Table Of ContentWHAT PEOPLE ARE SAYING ABOUT
CARTOGRAPHIES OF THE ABSOLUTE
Cartographies of the Absolute takes us beyond current fashions for
perspectivalism and flat ontologies, and beyond the tired (and often
quietistic) formulae that argue how capitalism’s modern complexities
must remain forever beyond human grasp. Bringing vital insights to a
range of aesthetic practices – and recognising the torsions, refractions
and ruses required to puncture the reified social forms before us –
Toscano and Kinkle elaborate a praxis of dissident totalisation to counter
capital’s limited horizons.
Gail Day, author of Dialectical Passions: Negation in Postwar Art Theory
Culture, in the last decade, has had a simple duty: to be the dreamlife of
the bust. It has answered this call in ways uneven, tawdry, messed up,
beautiful – but it has finally not failed to make a veiled reading of this
obscene catastrophe. But how then to wake from the purling images,
how to leap from dream to map of the present? Here we need ideal
readers of culture’s readings, and none have come closer than Alberto
Toscano and Jeff Kinkle. Their bravura cleavings of spectacular
representation and the transformations of global capital become
themselves a kind of new knowledge, a kind of psychelocation from
which we might take an orientation and a sense of possibility.
Joshua Clover, author of the Totality for Kids and 1989
How this complex, chaotic, vicious system of exploitation called
capitalism has been rendered by TV writers, Hollywood directors, and
glamorous or struggling artists forms the theme of this book. From box
sets to boxes floating across the seas, from dialectical thinking to
diabolical reckoning: it is all here, laid out, picked out and unpicked,
absorbed and turned over. Rubbish practices are called out, whether
they originate in governments or the artworld. Cognitive mapping,
which may be the poor analyst’s conspiracy theory, gets its abstractions
made real. Read it and move more consciously and dialectically through
the globe.
Esther Leslie, author of Walter Benjamin and Synthetic Worlds: Nature,
Art and the Chemical Industry
A grand tour de force of western cognitive maps and a searching dérive
through anti-capitalist dimensions of theory, media and art – now
pulsing on the rotting flesh of the world system.
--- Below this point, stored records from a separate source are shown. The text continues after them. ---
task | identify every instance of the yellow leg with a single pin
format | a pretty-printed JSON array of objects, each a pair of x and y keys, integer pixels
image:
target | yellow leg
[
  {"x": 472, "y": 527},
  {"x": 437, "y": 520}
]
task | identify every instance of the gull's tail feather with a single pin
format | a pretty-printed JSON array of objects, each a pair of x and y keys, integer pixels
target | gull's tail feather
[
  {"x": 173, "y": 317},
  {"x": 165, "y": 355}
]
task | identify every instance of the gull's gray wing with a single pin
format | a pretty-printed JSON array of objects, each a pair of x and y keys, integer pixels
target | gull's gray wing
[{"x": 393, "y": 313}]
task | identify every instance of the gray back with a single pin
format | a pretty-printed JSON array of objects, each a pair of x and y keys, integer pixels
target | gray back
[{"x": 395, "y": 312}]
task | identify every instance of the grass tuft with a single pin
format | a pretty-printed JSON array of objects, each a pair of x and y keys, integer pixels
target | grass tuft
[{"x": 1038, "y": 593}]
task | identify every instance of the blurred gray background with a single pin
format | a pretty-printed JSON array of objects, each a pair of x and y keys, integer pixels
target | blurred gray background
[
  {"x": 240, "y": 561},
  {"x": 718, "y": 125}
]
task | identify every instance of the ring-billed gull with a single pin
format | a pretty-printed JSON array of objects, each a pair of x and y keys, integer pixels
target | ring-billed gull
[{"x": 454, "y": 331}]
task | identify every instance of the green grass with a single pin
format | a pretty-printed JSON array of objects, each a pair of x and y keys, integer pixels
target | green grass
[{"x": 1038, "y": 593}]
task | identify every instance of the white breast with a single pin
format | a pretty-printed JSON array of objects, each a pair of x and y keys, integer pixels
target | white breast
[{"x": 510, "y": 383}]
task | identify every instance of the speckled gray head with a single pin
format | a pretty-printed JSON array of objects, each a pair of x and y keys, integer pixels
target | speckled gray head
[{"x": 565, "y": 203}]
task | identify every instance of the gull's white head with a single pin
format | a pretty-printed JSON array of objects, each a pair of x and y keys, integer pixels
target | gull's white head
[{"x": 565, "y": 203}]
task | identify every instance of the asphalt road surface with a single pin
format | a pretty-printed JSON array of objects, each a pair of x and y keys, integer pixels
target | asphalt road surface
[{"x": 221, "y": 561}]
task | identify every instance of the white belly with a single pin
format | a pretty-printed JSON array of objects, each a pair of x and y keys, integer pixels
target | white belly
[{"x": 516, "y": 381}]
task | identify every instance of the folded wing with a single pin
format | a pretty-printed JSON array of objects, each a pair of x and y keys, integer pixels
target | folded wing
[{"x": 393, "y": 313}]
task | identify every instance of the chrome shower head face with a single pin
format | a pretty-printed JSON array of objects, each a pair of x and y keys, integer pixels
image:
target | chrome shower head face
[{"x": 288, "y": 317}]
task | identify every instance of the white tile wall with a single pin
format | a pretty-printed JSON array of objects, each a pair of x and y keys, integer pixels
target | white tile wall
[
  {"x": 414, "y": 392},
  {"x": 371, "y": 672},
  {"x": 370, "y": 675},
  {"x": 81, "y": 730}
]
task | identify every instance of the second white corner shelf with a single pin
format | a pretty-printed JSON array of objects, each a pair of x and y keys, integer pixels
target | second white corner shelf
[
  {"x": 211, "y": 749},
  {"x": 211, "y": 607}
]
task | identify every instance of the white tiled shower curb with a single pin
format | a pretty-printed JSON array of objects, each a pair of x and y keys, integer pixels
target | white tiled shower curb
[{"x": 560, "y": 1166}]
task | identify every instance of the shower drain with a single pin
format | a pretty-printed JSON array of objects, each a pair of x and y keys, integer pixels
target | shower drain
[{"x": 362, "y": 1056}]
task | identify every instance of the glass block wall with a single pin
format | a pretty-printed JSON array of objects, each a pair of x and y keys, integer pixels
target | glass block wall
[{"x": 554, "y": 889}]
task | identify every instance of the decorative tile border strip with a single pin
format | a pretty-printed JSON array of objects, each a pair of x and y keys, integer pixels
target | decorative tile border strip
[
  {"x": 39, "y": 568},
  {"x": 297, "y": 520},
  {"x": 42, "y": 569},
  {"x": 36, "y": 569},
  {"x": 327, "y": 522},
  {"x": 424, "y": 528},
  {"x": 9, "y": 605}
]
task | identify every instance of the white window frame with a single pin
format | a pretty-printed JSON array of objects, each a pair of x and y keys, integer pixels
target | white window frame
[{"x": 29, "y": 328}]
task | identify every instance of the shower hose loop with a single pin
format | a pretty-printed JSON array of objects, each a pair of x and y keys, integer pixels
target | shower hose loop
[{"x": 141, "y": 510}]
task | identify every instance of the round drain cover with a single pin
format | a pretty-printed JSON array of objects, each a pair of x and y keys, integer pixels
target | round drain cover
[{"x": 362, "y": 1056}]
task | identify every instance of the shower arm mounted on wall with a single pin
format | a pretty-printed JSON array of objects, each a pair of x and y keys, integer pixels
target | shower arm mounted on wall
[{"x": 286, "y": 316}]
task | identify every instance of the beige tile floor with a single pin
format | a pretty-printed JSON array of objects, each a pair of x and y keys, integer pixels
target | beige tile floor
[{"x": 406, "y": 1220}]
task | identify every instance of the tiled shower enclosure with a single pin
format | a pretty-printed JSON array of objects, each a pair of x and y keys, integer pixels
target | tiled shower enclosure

With critical acumen,
serious political commitment and more than a modicum of erudite cool,
Toscano and Kinkle revisit Jameson’s landmark work on cognitive
mapping and, by drawing extensively on the Marxist critical tradition,
forward the life and death project of teaching readers to read in a
dialectical mode. Grasping the aesthetic as at once program and
battleground, they clearly manifest the necessity, the stakes, and the
fine-grained resolution of a radical critical practice.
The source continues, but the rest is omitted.